生まれたらすぐに母子は引き離され、子供は誕生と同時に隔離され、それが一生のトラウマになる…
でもそんなの不自然だ、絶対自然分娩がいいし、生まれたての赤ん坊を母親と引き離すなんておかしい。それに妊婦は病人じゃないぞ!
そんな風に思っていました」
「はぁ?陣痛促進…?自然分娩???」
陽は聞いたことのない言葉ばかりでどうしてよいかわからず、そのまま続きを待った。
「でも、そんなことなかったんです。
娘を受け取ってくれた看護師さんはね、娘のことを祝福してくれていました。少なくとも僕にはそう感じました。
そして、赤ん坊を母親に渡し…娘は母親の胸の上でしばらく気持ちよさそうに、完全に安心したように目を瞑っていました。
これ、カンガルーケアって言うんですけど、正直なところこんな時間作ってくれると思ってなかったんですよ。

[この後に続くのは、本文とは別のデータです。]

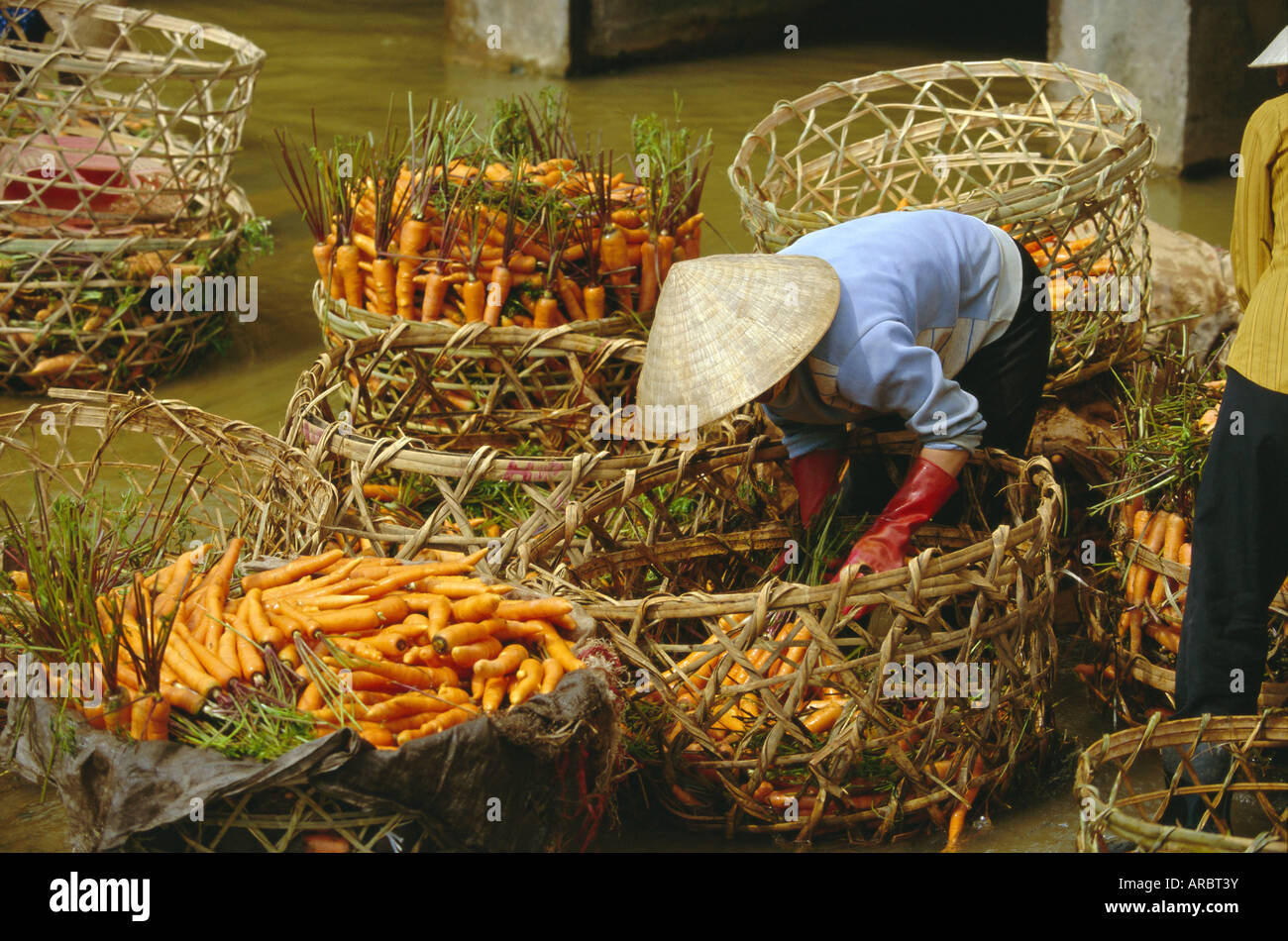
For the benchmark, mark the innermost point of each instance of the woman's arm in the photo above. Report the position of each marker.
(1253, 231)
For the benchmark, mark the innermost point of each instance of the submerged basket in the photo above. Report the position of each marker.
(80, 312)
(1122, 790)
(340, 322)
(1054, 155)
(230, 477)
(447, 437)
(117, 119)
(1138, 685)
(675, 564)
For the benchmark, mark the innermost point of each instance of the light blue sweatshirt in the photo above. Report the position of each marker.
(921, 292)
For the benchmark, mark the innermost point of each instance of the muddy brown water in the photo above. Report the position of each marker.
(325, 55)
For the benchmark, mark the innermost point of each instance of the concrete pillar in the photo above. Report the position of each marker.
(567, 37)
(511, 35)
(1186, 59)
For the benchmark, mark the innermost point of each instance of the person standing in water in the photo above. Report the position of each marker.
(1239, 557)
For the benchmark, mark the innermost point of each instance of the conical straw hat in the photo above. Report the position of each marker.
(1275, 52)
(728, 327)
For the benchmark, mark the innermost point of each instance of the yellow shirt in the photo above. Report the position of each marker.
(1258, 249)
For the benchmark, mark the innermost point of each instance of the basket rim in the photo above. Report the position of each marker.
(777, 595)
(411, 454)
(125, 63)
(1269, 729)
(1133, 154)
(235, 207)
(1163, 679)
(149, 415)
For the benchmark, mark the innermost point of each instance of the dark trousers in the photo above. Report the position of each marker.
(1239, 554)
(1006, 377)
(1008, 374)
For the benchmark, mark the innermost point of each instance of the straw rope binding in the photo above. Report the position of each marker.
(78, 312)
(1154, 667)
(458, 437)
(1122, 791)
(1054, 155)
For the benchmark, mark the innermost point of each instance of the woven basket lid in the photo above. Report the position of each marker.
(1274, 54)
(726, 327)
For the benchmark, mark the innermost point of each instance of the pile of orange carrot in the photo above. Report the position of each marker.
(447, 224)
(469, 261)
(393, 650)
(1056, 258)
(1155, 604)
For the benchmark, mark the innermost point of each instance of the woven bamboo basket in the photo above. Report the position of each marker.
(683, 570)
(1055, 155)
(117, 119)
(281, 820)
(1122, 790)
(230, 477)
(1137, 685)
(469, 429)
(339, 322)
(80, 312)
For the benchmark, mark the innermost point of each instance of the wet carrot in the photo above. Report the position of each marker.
(552, 673)
(465, 632)
(526, 682)
(506, 662)
(533, 609)
(465, 656)
(291, 572)
(493, 692)
(559, 650)
(476, 608)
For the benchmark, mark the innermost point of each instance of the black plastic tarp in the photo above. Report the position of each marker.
(526, 779)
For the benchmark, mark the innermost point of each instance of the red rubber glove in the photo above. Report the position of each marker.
(888, 542)
(815, 475)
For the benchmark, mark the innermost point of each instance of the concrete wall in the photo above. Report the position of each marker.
(528, 35)
(1186, 59)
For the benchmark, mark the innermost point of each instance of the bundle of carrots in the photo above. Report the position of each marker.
(819, 709)
(1154, 601)
(450, 226)
(1155, 604)
(1056, 258)
(393, 650)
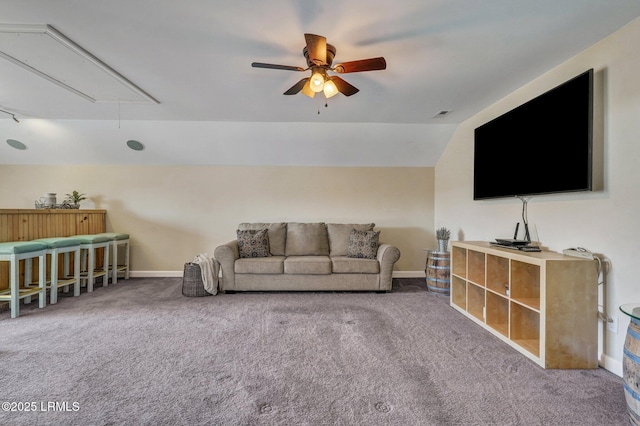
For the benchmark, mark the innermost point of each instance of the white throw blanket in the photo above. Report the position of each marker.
(209, 267)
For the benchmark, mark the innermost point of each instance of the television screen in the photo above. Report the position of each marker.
(541, 147)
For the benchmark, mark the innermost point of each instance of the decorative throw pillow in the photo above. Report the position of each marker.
(363, 244)
(253, 243)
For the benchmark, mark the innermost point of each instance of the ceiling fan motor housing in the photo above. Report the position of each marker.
(331, 53)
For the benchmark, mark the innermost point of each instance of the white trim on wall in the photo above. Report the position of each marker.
(178, 274)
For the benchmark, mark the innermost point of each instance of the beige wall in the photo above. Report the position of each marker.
(175, 212)
(604, 221)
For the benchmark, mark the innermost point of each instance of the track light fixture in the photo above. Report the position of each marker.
(11, 114)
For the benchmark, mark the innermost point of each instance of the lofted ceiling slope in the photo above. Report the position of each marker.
(194, 57)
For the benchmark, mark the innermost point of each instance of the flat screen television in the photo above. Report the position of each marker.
(541, 147)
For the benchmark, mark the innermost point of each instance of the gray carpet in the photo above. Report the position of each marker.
(138, 352)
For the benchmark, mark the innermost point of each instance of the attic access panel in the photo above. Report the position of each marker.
(46, 52)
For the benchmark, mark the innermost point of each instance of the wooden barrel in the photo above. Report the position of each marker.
(631, 370)
(438, 272)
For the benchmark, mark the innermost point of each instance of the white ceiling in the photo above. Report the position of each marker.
(194, 56)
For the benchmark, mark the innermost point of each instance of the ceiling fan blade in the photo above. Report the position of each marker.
(276, 67)
(344, 87)
(372, 64)
(316, 48)
(296, 87)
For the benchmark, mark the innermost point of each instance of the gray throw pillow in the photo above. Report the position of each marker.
(252, 243)
(363, 244)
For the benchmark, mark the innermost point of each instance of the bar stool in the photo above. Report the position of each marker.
(66, 246)
(14, 252)
(118, 239)
(89, 244)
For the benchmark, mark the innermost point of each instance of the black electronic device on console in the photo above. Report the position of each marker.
(513, 242)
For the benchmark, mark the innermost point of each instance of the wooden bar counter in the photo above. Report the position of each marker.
(30, 224)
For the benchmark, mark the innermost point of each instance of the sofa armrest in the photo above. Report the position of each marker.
(388, 255)
(226, 255)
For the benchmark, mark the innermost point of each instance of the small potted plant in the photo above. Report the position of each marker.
(74, 198)
(442, 235)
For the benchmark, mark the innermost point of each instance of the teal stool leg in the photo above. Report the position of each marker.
(15, 287)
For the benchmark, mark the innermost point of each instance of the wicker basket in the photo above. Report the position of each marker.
(192, 285)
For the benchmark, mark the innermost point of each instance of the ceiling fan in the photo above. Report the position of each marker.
(319, 57)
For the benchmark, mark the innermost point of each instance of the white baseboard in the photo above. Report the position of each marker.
(611, 364)
(156, 274)
(174, 274)
(408, 274)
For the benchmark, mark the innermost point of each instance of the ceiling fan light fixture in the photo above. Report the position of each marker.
(306, 90)
(330, 89)
(317, 81)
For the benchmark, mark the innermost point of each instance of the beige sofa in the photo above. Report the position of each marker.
(308, 257)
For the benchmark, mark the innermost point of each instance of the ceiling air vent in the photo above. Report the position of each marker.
(442, 113)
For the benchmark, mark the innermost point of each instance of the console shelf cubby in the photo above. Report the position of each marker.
(543, 304)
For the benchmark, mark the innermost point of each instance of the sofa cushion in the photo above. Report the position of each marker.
(339, 234)
(307, 239)
(363, 244)
(350, 265)
(260, 265)
(307, 265)
(277, 235)
(253, 243)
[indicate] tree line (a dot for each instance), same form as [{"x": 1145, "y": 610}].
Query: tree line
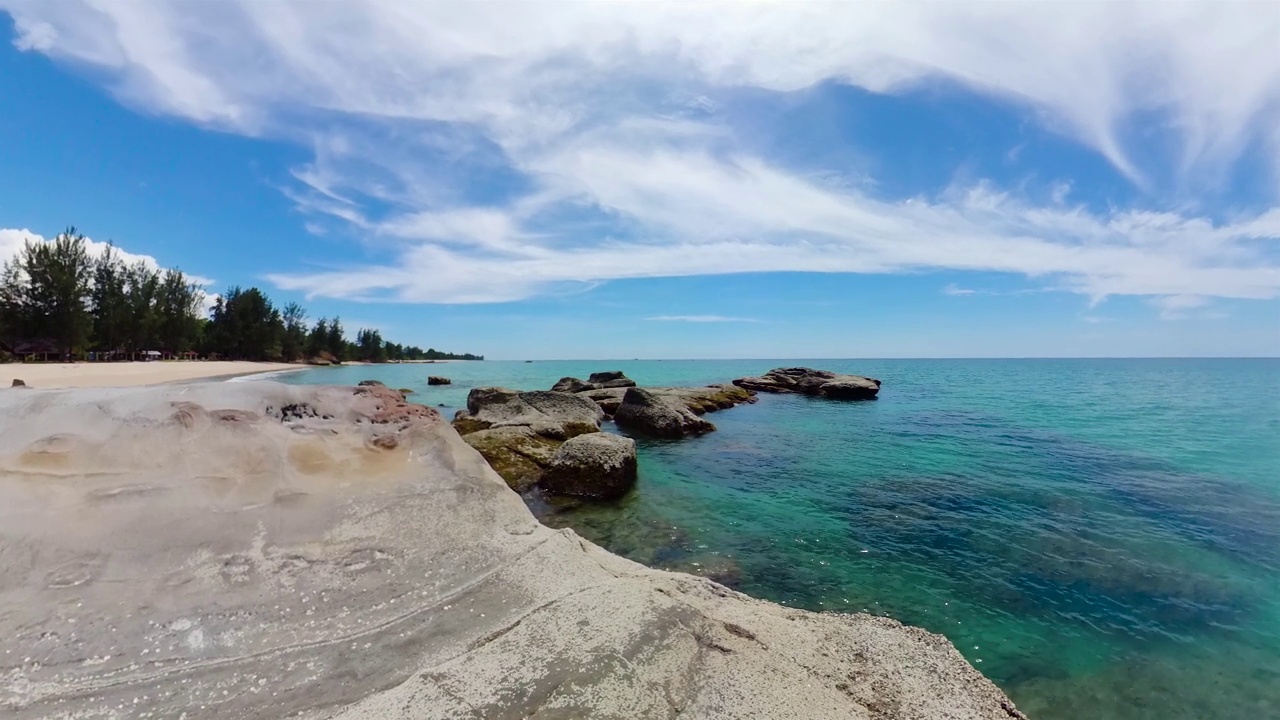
[{"x": 56, "y": 297}]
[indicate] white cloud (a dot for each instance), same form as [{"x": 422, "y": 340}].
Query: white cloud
[
  {"x": 700, "y": 319},
  {"x": 597, "y": 109},
  {"x": 1180, "y": 306}
]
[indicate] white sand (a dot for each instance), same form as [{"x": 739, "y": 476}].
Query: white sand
[
  {"x": 254, "y": 551},
  {"x": 128, "y": 374}
]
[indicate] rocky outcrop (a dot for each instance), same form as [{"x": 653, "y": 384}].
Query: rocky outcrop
[
  {"x": 519, "y": 432},
  {"x": 807, "y": 381},
  {"x": 515, "y": 452},
  {"x": 594, "y": 465},
  {"x": 698, "y": 400},
  {"x": 647, "y": 413},
  {"x": 558, "y": 415},
  {"x": 598, "y": 381},
  {"x": 321, "y": 565}
]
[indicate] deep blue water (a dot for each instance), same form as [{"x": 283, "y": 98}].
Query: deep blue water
[{"x": 1100, "y": 537}]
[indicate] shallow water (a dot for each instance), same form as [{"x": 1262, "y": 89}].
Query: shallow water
[{"x": 1100, "y": 537}]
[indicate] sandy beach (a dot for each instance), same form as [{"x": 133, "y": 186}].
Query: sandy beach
[{"x": 127, "y": 374}]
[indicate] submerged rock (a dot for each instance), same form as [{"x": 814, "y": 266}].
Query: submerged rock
[
  {"x": 807, "y": 381},
  {"x": 515, "y": 452},
  {"x": 593, "y": 465},
  {"x": 557, "y": 415},
  {"x": 204, "y": 557},
  {"x": 648, "y": 413},
  {"x": 698, "y": 400},
  {"x": 598, "y": 381}
]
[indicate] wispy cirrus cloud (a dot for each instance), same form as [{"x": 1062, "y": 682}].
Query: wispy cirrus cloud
[{"x": 502, "y": 155}]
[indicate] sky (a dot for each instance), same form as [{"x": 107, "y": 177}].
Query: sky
[{"x": 640, "y": 180}]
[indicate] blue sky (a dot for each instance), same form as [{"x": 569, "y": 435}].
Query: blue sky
[{"x": 675, "y": 181}]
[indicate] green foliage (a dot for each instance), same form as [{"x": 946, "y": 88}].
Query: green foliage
[{"x": 246, "y": 326}]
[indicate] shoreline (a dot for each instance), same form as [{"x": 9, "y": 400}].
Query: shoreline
[
  {"x": 448, "y": 600},
  {"x": 65, "y": 376}
]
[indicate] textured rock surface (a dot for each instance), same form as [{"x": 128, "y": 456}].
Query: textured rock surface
[
  {"x": 593, "y": 465},
  {"x": 202, "y": 552},
  {"x": 517, "y": 454},
  {"x": 558, "y": 415},
  {"x": 647, "y": 413},
  {"x": 612, "y": 378},
  {"x": 698, "y": 400},
  {"x": 807, "y": 381}
]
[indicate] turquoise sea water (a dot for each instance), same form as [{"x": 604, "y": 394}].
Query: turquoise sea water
[{"x": 1100, "y": 537}]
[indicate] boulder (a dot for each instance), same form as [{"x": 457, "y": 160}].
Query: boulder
[
  {"x": 557, "y": 415},
  {"x": 698, "y": 400},
  {"x": 333, "y": 568},
  {"x": 517, "y": 454},
  {"x": 571, "y": 384},
  {"x": 598, "y": 381},
  {"x": 595, "y": 465},
  {"x": 611, "y": 378},
  {"x": 808, "y": 381},
  {"x": 647, "y": 413}
]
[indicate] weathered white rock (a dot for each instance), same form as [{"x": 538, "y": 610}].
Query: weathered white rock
[{"x": 259, "y": 550}]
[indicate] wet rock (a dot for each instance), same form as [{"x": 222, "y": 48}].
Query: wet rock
[
  {"x": 291, "y": 574},
  {"x": 516, "y": 454},
  {"x": 647, "y": 413},
  {"x": 808, "y": 381},
  {"x": 595, "y": 465},
  {"x": 557, "y": 415},
  {"x": 597, "y": 381}
]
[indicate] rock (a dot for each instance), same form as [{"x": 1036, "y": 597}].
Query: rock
[
  {"x": 391, "y": 406},
  {"x": 272, "y": 552},
  {"x": 571, "y": 384},
  {"x": 612, "y": 378},
  {"x": 598, "y": 381},
  {"x": 699, "y": 400},
  {"x": 516, "y": 454},
  {"x": 807, "y": 381},
  {"x": 595, "y": 465},
  {"x": 557, "y": 415},
  {"x": 647, "y": 413}
]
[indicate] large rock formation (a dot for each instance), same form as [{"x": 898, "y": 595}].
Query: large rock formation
[
  {"x": 201, "y": 552},
  {"x": 647, "y": 413},
  {"x": 595, "y": 465},
  {"x": 807, "y": 381},
  {"x": 696, "y": 400},
  {"x": 598, "y": 381},
  {"x": 557, "y": 415}
]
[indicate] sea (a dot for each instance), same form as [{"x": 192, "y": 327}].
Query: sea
[{"x": 1098, "y": 537}]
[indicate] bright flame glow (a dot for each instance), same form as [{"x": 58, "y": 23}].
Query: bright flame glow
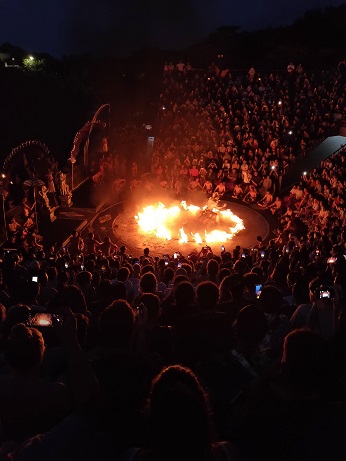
[
  {"x": 159, "y": 220},
  {"x": 183, "y": 236}
]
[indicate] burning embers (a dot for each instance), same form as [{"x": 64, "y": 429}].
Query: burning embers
[{"x": 189, "y": 223}]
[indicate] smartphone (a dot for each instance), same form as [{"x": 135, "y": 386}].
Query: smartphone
[
  {"x": 258, "y": 288},
  {"x": 44, "y": 319},
  {"x": 324, "y": 294}
]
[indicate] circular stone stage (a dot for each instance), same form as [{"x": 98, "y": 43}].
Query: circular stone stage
[{"x": 125, "y": 227}]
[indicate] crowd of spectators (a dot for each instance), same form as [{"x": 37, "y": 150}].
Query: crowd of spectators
[
  {"x": 238, "y": 355},
  {"x": 222, "y": 130}
]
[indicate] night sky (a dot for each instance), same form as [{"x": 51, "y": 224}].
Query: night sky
[{"x": 119, "y": 27}]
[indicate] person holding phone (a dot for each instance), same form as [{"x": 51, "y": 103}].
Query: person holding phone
[{"x": 31, "y": 405}]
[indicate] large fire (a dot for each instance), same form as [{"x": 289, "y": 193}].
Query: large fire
[{"x": 189, "y": 223}]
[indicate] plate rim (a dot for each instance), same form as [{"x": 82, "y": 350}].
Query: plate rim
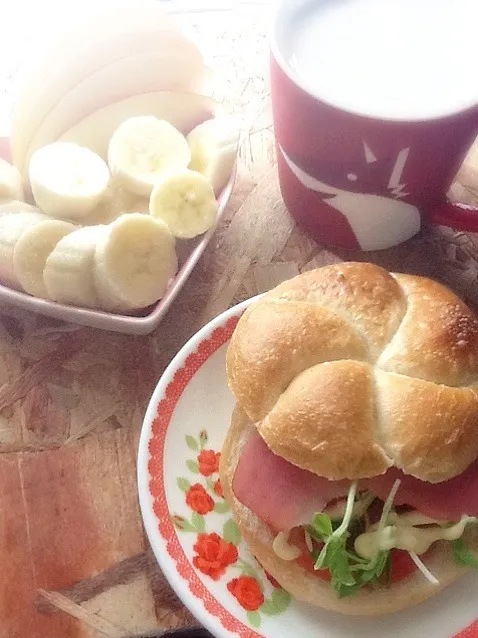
[
  {"x": 224, "y": 623},
  {"x": 192, "y": 601}
]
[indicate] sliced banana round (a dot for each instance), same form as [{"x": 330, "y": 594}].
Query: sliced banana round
[
  {"x": 16, "y": 206},
  {"x": 12, "y": 228},
  {"x": 185, "y": 201},
  {"x": 134, "y": 262},
  {"x": 213, "y": 146},
  {"x": 68, "y": 274},
  {"x": 142, "y": 149},
  {"x": 11, "y": 186},
  {"x": 32, "y": 250},
  {"x": 67, "y": 180}
]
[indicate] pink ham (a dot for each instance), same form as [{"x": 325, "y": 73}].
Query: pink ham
[
  {"x": 444, "y": 501},
  {"x": 285, "y": 496},
  {"x": 279, "y": 493}
]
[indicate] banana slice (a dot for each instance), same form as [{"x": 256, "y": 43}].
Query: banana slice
[
  {"x": 142, "y": 149},
  {"x": 134, "y": 262},
  {"x": 12, "y": 228},
  {"x": 213, "y": 146},
  {"x": 67, "y": 180},
  {"x": 16, "y": 206},
  {"x": 11, "y": 186},
  {"x": 185, "y": 202},
  {"x": 68, "y": 274},
  {"x": 32, "y": 250}
]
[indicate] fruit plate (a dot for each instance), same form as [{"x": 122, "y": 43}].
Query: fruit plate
[
  {"x": 142, "y": 323},
  {"x": 196, "y": 542}
]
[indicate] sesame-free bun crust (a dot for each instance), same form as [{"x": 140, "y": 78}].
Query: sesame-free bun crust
[
  {"x": 348, "y": 370},
  {"x": 312, "y": 589}
]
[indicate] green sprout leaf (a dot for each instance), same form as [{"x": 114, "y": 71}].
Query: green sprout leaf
[
  {"x": 463, "y": 555},
  {"x": 322, "y": 525}
]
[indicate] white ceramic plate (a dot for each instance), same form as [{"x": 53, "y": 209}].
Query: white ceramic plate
[
  {"x": 198, "y": 545},
  {"x": 129, "y": 324}
]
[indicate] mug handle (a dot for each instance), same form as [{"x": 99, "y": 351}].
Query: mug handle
[{"x": 457, "y": 216}]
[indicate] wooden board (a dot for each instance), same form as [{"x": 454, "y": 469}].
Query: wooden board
[{"x": 75, "y": 563}]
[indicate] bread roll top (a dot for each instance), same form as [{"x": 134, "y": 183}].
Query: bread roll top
[{"x": 349, "y": 369}]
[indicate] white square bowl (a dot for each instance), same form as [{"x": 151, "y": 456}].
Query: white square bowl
[{"x": 140, "y": 323}]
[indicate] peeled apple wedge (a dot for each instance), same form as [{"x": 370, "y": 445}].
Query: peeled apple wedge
[
  {"x": 11, "y": 187},
  {"x": 185, "y": 202},
  {"x": 12, "y": 228},
  {"x": 32, "y": 250},
  {"x": 180, "y": 70},
  {"x": 213, "y": 146},
  {"x": 69, "y": 270},
  {"x": 81, "y": 41},
  {"x": 183, "y": 110},
  {"x": 67, "y": 180},
  {"x": 143, "y": 149},
  {"x": 134, "y": 262}
]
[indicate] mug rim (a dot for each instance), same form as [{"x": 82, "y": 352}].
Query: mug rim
[{"x": 288, "y": 70}]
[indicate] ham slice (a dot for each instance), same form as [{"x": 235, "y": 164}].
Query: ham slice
[
  {"x": 279, "y": 493},
  {"x": 448, "y": 501},
  {"x": 285, "y": 496}
]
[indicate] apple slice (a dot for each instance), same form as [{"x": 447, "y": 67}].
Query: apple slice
[
  {"x": 132, "y": 76},
  {"x": 77, "y": 47},
  {"x": 183, "y": 110}
]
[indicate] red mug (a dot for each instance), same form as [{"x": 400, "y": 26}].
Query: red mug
[{"x": 357, "y": 180}]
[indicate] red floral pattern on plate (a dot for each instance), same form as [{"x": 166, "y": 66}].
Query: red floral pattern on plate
[
  {"x": 247, "y": 591},
  {"x": 199, "y": 500},
  {"x": 213, "y": 555},
  {"x": 245, "y": 588}
]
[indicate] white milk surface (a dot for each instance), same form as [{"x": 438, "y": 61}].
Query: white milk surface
[{"x": 392, "y": 58}]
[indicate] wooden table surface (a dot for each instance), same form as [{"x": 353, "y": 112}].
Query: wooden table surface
[{"x": 75, "y": 561}]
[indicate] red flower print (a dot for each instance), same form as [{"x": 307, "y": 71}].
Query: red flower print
[
  {"x": 214, "y": 554},
  {"x": 199, "y": 500},
  {"x": 247, "y": 592},
  {"x": 208, "y": 462},
  {"x": 218, "y": 488}
]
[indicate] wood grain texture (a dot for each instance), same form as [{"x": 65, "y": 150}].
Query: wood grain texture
[{"x": 75, "y": 562}]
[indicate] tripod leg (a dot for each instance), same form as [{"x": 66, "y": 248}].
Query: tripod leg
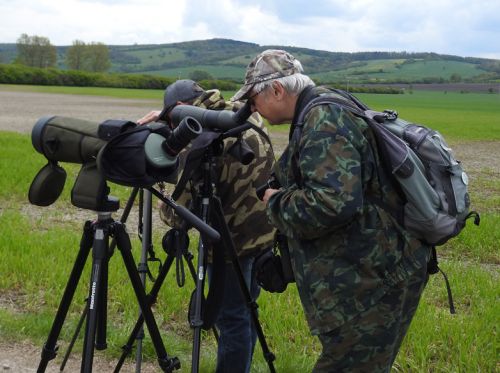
[
  {"x": 140, "y": 321},
  {"x": 49, "y": 350},
  {"x": 125, "y": 247},
  {"x": 100, "y": 342},
  {"x": 219, "y": 221},
  {"x": 97, "y": 282},
  {"x": 189, "y": 259}
]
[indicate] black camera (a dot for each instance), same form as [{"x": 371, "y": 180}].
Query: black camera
[{"x": 272, "y": 183}]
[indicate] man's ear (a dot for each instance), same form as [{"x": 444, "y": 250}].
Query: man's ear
[{"x": 278, "y": 91}]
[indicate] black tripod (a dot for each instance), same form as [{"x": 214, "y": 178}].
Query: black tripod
[
  {"x": 96, "y": 237},
  {"x": 210, "y": 211},
  {"x": 176, "y": 249}
]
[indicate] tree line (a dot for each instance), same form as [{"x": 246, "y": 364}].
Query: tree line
[{"x": 37, "y": 51}]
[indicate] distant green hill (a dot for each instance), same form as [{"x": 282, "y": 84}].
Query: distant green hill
[{"x": 227, "y": 59}]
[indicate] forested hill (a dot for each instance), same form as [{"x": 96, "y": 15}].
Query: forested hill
[{"x": 227, "y": 59}]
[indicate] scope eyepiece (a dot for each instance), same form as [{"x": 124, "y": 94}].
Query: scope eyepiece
[{"x": 188, "y": 129}]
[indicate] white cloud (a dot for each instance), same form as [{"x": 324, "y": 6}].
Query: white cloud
[{"x": 443, "y": 26}]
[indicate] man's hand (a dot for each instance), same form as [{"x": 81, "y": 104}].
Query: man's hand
[{"x": 152, "y": 116}]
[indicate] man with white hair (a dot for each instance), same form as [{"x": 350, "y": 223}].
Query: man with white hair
[{"x": 359, "y": 273}]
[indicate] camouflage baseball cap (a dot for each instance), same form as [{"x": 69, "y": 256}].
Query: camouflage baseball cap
[
  {"x": 268, "y": 65},
  {"x": 183, "y": 90}
]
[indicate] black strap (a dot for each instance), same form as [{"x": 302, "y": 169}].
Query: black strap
[{"x": 433, "y": 268}]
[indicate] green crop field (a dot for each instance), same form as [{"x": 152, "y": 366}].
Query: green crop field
[
  {"x": 391, "y": 70},
  {"x": 38, "y": 246}
]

そうやって、しばらくとてもゆったりとした穏やかな時間が流れていました。世界は僕が思ってるよりずっと優しかった。、
そのあとね、看護師さんに「胎盤持てますか?」って言われて。
持てますかって言われても、見たことも持ったこともないし。
で、「持てます」って見栄はってね、持ちましたよ、胎盤」
「胎盤…ですか」
陽には想像がつかなかった。
「その後は僕だけ分娩室をでて、しばらく廊下のソファかなんかに座ってました。
そしたらね、また陣痛室から声が聞こえてきたんですよ」
「え?声が?誰の?」
「「今、あんた寝てたでしょっ!!」「いや、寝てないって」ってね。
昨晩、「順調だね」って話してたご夫婦の声だったんです。不謹慎だけどおかしかったですね。ぜんぜん順調じゃなかったという…」
陽も思わず吹き出してしまった。
その後、看護師さんだったと思うんですけど、娘を連れてきて僕に抱っこさせてくれて…
それを見ていた掃除のおばさんが「かわいいわね」「パパそっくりね」って。
僕はどこがだよっ!って思いましたよ。
娘は僕の腕の中で静かに寝ていました。